Effects of acute smoking on the hemostatic system in humans

Habitual smoking is one of the best established risk factors for cardiovascular disease. The pathogenesis of smoke‐induced damage is not so well clarified, but it probably includes—among some other aspects—an activation of the hemostatic system. Recently it has been shown that smoking a single cigarette can significantly decrease the coronary blood flow in coronary patients as well as in normal subjects. We tested the hypothesis that the acute effects of smoke are mediated by the hemostatic system. Seven healthy male volunteers, aged 20–40 years (mean 32±6 years), entered the study.

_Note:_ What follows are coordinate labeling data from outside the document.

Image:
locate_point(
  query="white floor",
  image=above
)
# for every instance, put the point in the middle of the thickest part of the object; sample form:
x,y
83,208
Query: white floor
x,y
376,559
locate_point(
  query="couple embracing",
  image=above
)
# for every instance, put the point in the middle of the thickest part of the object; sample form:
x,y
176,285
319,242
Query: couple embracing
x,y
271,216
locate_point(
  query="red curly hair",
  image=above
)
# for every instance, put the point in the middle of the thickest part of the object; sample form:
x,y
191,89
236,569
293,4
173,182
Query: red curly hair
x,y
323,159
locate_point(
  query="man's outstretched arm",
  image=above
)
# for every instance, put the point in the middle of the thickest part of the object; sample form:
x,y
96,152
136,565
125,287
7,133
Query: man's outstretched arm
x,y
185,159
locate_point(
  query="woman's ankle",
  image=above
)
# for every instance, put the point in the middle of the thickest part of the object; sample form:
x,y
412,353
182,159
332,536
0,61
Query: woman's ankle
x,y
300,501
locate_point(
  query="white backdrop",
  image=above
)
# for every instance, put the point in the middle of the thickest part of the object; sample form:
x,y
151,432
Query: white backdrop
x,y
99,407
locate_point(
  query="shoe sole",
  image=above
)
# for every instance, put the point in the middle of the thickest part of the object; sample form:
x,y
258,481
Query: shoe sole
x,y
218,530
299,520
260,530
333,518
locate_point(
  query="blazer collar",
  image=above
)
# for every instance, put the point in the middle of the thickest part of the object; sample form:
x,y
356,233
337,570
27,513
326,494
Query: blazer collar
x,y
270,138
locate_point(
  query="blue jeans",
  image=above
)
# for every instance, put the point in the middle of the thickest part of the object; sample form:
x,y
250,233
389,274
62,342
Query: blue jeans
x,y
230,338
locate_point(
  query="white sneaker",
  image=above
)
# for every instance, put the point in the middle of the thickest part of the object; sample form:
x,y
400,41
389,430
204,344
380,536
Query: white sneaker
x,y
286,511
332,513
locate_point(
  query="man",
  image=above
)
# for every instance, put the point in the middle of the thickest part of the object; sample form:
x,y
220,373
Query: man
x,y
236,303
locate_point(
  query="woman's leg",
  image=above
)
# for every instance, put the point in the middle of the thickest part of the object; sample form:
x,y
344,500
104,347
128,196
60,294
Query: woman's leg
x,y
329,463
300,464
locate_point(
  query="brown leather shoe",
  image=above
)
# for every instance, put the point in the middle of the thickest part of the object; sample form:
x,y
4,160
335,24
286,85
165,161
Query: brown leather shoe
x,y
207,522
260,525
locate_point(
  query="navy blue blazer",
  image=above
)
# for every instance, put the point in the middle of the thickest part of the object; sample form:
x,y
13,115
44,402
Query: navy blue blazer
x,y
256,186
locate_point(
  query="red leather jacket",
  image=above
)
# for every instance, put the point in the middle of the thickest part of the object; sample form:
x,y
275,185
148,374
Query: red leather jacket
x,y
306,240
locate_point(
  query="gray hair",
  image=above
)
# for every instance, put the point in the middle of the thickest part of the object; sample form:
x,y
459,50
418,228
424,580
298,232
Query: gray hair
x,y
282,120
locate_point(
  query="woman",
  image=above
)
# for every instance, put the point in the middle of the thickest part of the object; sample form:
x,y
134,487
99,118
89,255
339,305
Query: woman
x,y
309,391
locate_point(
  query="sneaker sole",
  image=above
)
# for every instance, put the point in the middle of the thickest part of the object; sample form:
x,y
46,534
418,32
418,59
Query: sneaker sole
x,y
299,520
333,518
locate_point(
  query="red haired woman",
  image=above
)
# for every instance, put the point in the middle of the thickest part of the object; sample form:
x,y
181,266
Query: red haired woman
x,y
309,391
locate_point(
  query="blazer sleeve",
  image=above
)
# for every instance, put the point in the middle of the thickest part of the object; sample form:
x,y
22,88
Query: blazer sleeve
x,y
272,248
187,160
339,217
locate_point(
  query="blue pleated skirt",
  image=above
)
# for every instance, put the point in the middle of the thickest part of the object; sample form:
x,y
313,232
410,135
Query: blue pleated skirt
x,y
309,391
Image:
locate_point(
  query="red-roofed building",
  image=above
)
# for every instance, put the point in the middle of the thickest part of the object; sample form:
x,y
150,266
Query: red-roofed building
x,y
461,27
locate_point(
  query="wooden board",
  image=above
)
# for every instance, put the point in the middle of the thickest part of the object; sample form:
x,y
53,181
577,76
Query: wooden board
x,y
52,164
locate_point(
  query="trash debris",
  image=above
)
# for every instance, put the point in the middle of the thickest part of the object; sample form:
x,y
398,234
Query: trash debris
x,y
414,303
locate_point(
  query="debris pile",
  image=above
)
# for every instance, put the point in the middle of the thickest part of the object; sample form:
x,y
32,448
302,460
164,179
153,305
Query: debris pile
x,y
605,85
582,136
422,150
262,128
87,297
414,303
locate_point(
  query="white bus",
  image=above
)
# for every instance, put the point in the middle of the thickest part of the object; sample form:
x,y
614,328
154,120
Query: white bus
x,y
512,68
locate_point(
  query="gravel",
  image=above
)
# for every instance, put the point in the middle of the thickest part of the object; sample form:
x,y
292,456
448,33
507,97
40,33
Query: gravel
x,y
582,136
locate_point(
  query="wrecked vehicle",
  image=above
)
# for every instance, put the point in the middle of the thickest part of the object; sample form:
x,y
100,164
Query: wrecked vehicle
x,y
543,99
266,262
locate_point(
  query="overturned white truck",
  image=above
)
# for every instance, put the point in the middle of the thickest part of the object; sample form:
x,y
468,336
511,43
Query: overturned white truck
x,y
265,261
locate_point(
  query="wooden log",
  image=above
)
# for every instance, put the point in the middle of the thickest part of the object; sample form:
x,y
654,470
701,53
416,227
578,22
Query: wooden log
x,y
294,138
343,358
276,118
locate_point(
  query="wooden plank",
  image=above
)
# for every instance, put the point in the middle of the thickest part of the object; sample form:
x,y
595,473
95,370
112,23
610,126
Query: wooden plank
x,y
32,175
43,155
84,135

All were habitual smokers, but had abstained from smoking in the 12 hours preceding the test. After lying in absolute rest for about 30 minutes, each subject smoked a cigarette containing 1.2 mg of nicotine. Immediately before and after smoking, blood was drawn by clear venipuncture for the evaluation of the following hemostatic variables: collagen‐induced platelet aggregation by the method of Born; thromboxane B2 (TxB2) production by platelets stimulated with collagen, radioimmunoassay (RIA); plasma beta thromboglobulin (TG) (RIA); plasma fibrinopeptide A (FPA) (RIA); plasma fibrinolytic activity in the euglobulin fraction (NEF) (fibrin plate method). The following results, respectively before and after smoking, were observed: collagen‐induced platelet aggregation 55±3 vs. 57±6%; TxB2 100.5±5.9 vs. 90.3±9.0 ng/108 platelets; plasma beta‐TG 20.8±2.2 vs. 19.2±2.3 ng/ml; plasma FPA 2.3±0.3 vs. 2.2±0.1 ng/ml; NEF, lysis diameter 16.8±1.6 vs. 16.7±1.7 mm; NEF + C1 inhibitor lysis diameter 8.8±0.7 vs. 9.1±0.7 mm. None of these variables was significantly changed after smoking. We conclude that acute smoking does not induce a prothrombotic state.